Genetics: The backbone of vertebrate genome research
April 29, 2021
A collection of the most complete and highest quality genomes for 16 vertebrate species reported to date is presented in a paper in Nature this week. The study is part of a collection of papers being published in Nature and Nature Communications from the Vertebrate Genomes Project, which aims to assemble high-quality genomes for all known living vertebrate species. These genomes could help to address fundamental questions in biology, medicine and biodiversity conservation.
Reference genomes offer insights into the functions of genomes and allow comparisons between species. However, there are some gaps in our knowledge, because first-generation sequencing and assembly techniques were costly, labour-intensive and slow, and the following second-generation short-read sequencing technologies (while being cheaper and faster) generated more fragmented assemblies owing to the use of shorter sequencing reads that made it hard to correctly piece together the genome. Technological developments, including — but not limited to — the availability of long-read sequencing technologies, have made it possible to overcome these issues. An overview paper in Nature describes the evaluation of approaches for assembling highly accurate and nearly complete reference genomes, and their application to a select group of species that represent various orders of vertebrate species.
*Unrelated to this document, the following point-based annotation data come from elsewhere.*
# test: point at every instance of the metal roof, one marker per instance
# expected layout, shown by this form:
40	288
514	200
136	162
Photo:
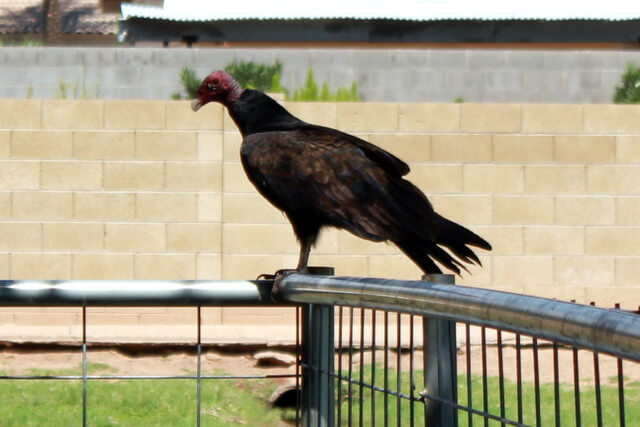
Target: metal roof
413	10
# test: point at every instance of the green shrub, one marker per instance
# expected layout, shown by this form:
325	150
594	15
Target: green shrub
262	77
310	92
628	92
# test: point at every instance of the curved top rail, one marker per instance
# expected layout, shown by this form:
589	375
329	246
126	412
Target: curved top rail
609	331
135	293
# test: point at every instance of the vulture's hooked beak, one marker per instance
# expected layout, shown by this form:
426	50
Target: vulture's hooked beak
195	104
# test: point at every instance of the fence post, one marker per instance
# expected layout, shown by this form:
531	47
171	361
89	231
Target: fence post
318	350
441	373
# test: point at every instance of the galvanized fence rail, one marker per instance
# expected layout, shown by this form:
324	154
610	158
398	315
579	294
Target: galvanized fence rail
392	357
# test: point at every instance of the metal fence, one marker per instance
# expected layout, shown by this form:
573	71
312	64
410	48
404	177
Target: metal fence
388	352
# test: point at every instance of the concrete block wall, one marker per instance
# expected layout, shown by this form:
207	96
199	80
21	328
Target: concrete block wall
388	75
111	189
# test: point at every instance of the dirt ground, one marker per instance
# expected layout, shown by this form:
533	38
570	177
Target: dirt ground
109	361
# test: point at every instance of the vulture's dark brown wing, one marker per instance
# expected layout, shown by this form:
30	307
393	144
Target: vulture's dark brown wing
312	172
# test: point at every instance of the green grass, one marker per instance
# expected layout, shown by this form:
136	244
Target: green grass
243	402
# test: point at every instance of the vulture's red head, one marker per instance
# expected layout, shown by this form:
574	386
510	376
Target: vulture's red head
218	86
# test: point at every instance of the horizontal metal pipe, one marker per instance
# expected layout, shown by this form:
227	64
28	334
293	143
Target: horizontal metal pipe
608	331
138	293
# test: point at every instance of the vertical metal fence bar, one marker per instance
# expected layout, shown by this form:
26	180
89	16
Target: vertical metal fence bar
318	363
596	379
373	367
441	376
501	376
576	387
536	380
556	383
399	371
412	384
485	387
361	391
467	330
350	383
84	366
386	368
199	367
339	416
623	421
519	376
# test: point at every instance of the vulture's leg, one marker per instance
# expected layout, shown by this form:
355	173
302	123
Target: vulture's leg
303	260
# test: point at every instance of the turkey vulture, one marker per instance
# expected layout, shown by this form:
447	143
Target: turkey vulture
320	177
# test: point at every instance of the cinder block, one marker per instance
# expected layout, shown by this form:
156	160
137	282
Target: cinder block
436	178
319	113
588	210
5	205
210	146
72	236
556	179
166	145
490	118
523	210
243	267
135	237
411	148
628	274
584	149
353	245
209	207
19	175
71	175
20	236
613	179
103	266
612	240
584	271
627	210
612	119
554	240
393	267
180	116
209	267
40	266
134	114
234	179
522	148
20	113
5	144
504	240
72	114
466	210
194	237
552	118
42	205
104	206
418	117
99	145
165	266
248	239
461	148
40	144
524	270
231	150
133	175
166	207
193	176
493	179
367	117
628	149
249	208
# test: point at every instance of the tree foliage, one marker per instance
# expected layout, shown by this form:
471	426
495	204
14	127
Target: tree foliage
628	92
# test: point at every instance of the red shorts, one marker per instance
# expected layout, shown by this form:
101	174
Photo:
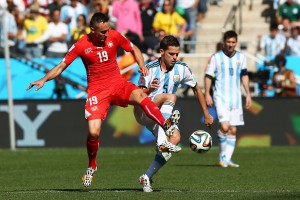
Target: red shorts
97	104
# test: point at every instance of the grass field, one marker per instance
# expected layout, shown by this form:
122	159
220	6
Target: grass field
265	173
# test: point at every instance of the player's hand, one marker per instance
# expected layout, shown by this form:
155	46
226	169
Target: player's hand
208	120
39	84
248	102
208	100
144	70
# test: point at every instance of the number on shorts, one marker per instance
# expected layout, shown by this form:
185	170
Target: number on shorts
103	56
93	100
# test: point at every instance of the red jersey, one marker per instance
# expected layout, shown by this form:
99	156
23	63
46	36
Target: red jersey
100	62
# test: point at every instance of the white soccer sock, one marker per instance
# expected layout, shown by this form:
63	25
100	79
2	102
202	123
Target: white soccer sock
166	109
231	139
159	161
222	143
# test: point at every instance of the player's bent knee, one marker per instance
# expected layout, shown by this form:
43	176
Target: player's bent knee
165	155
94	132
175	138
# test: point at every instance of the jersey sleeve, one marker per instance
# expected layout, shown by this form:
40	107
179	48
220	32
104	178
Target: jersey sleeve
124	43
188	77
144	81
72	54
211	66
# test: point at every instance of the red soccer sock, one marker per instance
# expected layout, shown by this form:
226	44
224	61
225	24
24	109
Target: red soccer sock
92	146
152	111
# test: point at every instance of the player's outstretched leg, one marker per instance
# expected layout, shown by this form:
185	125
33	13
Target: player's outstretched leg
145	181
87	178
171	123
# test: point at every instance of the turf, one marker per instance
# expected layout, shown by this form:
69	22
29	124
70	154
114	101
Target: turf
265	173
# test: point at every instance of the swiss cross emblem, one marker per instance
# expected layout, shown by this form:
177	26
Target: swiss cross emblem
110	44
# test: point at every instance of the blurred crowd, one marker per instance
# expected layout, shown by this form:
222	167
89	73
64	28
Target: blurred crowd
48	28
283	40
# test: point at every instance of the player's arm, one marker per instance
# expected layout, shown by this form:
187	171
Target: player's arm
208	119
54	72
245	82
140	60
Multiple genome sequencing and assembly approaches were first evaluated in one species, the Anna’s hummingbird, Erich Jarvis and colleagues report. They then applied the best-performing method to a further 15 species that represent the major vertebrate classes, including mammals and birds (such as the platypus and zebra finch, respectively) and reptiles, amphibians and fish. The optimized approach confirms that longer sequence reads maximize genome quality and the resulting assemblies correct substantial errors that were seen in earlier reference genomes. The improved genomes reveal genes and even whole chromosomes that were missing from previous references. These findings offer new insights into genome evolution.
Moving forward, the Vertebrate Genomes Project approach described here will continue to be optimized. The ultimate goal is to produce at least one high-quality, near error-free and gapless reference genome for each of the 71,657 known living vertebrate species.